Family Stuff

Hey Ya'll!
This week wasn't too crazy. Just got back into school and we're getting ready for finals next week and then our honeymoon/vacation starting on Friday the 16th. Aaron took me to "Christmas Around the World" and I LOVED it! Isn't he just the sweetest man? He is always willing to go to my artsy stuff even if he doesn't enjoy it. He says he enjoys it because I do :)
On Saturday I worked from 7am-10am at Old Navy. Seriously, who buys clothes at 7am on Saturday? NO ONE! The rest of the day Aaron and I went grocery shopping and then he had a visit from a Detroitian and they played games while I visited my dear friend Lindsay Bills. On Sunday we went caroling to the Beehive Care Center and it was such a neat experience! I made friends with Larry, Doreen and Sarah. Aaron made friends with a man who turned out to be our Sunday School teacher's dad! What a small world. If you haven't taken the time to visit a rest home, you definitely should! The people there are so lonely and crave visitors. We had a great time making their day :)

A couple weeks ago I wrote a paper for my Parenting and Child Guidance class about how I plan to incorporate the principles I have learned into my future parenting. I loved writing this paper (probably because I don't have kids yet) and I thought that it would be neat to share some of the most important principles I learn! In case it wasn't obvious, my major is Family Life with a Family Studies emphasis. I am taking the extra classes to become a Certified Family Life Educator and sharing the knowledge I learn is not only something I love to do (as Aaron can attest to) but it is an important part of prevention. What do I mean by that? Well, it is a lot cheaper, easier, and less stressful to prevent problems than to solve them. Educators are the fence at the top of the hill while therapist are the ambulance at the bottom...

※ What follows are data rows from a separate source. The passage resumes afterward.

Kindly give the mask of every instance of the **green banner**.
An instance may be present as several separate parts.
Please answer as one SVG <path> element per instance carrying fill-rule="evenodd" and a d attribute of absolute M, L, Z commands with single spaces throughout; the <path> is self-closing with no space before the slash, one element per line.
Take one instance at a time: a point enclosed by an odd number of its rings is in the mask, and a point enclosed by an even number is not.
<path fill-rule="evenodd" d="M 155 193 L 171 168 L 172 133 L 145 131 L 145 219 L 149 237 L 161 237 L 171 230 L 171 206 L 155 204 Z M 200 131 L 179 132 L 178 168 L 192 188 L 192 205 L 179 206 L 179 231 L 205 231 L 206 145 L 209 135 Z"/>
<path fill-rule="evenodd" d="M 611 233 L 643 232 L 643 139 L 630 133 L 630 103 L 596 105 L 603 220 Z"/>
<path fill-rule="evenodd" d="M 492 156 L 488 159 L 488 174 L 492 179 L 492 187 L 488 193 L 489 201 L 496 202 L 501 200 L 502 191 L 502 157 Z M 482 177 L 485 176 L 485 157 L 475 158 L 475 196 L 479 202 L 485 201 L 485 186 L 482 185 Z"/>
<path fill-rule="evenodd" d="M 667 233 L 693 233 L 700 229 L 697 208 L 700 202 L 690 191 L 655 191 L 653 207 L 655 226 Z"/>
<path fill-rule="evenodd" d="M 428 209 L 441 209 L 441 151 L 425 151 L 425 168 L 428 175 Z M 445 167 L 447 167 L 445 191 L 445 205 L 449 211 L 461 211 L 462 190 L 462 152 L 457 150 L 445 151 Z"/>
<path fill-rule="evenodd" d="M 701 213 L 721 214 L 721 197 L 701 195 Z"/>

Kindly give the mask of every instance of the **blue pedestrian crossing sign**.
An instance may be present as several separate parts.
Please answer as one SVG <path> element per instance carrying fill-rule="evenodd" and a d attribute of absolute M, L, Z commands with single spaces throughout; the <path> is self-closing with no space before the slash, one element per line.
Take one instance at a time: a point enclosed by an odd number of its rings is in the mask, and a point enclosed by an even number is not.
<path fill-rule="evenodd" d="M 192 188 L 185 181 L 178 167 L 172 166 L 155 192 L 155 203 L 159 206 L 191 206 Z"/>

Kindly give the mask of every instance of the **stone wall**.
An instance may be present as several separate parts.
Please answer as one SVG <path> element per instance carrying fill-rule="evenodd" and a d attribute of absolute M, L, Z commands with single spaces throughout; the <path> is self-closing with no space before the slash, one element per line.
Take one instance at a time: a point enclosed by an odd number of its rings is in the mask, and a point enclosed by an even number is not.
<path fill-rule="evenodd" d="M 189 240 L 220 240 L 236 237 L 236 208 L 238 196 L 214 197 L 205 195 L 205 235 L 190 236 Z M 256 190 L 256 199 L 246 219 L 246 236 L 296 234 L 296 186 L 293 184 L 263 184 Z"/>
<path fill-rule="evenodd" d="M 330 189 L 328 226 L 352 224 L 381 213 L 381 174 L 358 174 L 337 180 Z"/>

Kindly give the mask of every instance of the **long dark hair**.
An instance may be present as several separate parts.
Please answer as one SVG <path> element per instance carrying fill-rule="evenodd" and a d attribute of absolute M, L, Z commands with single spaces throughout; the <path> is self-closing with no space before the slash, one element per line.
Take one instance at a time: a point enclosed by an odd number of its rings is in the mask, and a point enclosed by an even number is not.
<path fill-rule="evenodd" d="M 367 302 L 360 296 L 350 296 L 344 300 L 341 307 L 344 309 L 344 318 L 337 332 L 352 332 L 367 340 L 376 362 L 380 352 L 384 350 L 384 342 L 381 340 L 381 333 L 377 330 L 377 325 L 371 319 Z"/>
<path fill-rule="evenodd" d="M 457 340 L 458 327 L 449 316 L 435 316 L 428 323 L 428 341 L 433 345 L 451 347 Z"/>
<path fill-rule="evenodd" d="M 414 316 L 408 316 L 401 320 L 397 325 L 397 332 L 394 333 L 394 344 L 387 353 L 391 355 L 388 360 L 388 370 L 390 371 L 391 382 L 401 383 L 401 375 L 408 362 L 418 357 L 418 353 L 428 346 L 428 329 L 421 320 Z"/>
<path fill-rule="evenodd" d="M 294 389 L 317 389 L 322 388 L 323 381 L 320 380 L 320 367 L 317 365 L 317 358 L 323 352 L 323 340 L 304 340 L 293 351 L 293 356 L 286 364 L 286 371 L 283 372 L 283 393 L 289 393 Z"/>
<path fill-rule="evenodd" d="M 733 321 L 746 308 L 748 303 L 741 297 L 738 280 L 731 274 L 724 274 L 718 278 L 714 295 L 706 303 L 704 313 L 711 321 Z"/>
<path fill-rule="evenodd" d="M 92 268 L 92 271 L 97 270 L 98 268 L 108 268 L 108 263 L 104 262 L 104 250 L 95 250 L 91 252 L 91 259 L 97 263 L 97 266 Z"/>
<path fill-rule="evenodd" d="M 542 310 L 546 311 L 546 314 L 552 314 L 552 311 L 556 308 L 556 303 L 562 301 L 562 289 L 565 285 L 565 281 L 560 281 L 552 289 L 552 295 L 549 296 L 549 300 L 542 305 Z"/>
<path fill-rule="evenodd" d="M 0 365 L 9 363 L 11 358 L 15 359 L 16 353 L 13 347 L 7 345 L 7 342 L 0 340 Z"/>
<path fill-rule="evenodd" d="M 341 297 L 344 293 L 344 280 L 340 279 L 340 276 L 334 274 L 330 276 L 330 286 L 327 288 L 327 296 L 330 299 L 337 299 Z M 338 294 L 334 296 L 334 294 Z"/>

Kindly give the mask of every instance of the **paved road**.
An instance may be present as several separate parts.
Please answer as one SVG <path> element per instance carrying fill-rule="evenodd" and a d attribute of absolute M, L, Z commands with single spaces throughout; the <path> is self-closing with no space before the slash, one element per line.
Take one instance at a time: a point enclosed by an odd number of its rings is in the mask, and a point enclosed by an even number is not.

Blogging about appropriate parenting practices, how to achieve positive family relationships, and how to address issues that are common in our generation is how I can make a small difference in how people see their families. Aaron and I have had discussions about the challenges that face our generation in marriage and family. The challenges are so different than what they were in our grandparents--and even our parents--generations. There are thousands of parenting books that conflict with each other, making it almost impossible for parents to know if they are ruining their child for life or creating the perfect human being. There are also many seasoned parents that are constantly giving "foolproof" advice that guarantees all your children serving missions and being sealed in the temple (they might even be stake presidents). So what is right? What is wrong? What if the parents of those gospel-abiding children were simply given "easy" spirits? These are the questions that were plaguing me as I began to realize that I would be raising children someday. They are also part of the reason I made Family Life my major.
The principles and guidelines that I will be posting to this blog are not meant to evoke contention, but to educate. Knowledge is power! If you have a differing viewpoint that is fine, everyone has differing opinions and viewpoints; that's what makes us unique and also able to improve. However, remember that I will only post information that is from BYU curriculum, studies, etc. If you do not agree with the results of the studies or do not believe that it is correct, please refer your comments to the author or administrator of the study. They will be more able to give you information regarding their research and opinions.

I hope you enjoy the future posts. If you have questions about resources and/or books that are mentioned, I will be posting a resource list of books that are approved by the BYU Family Life division.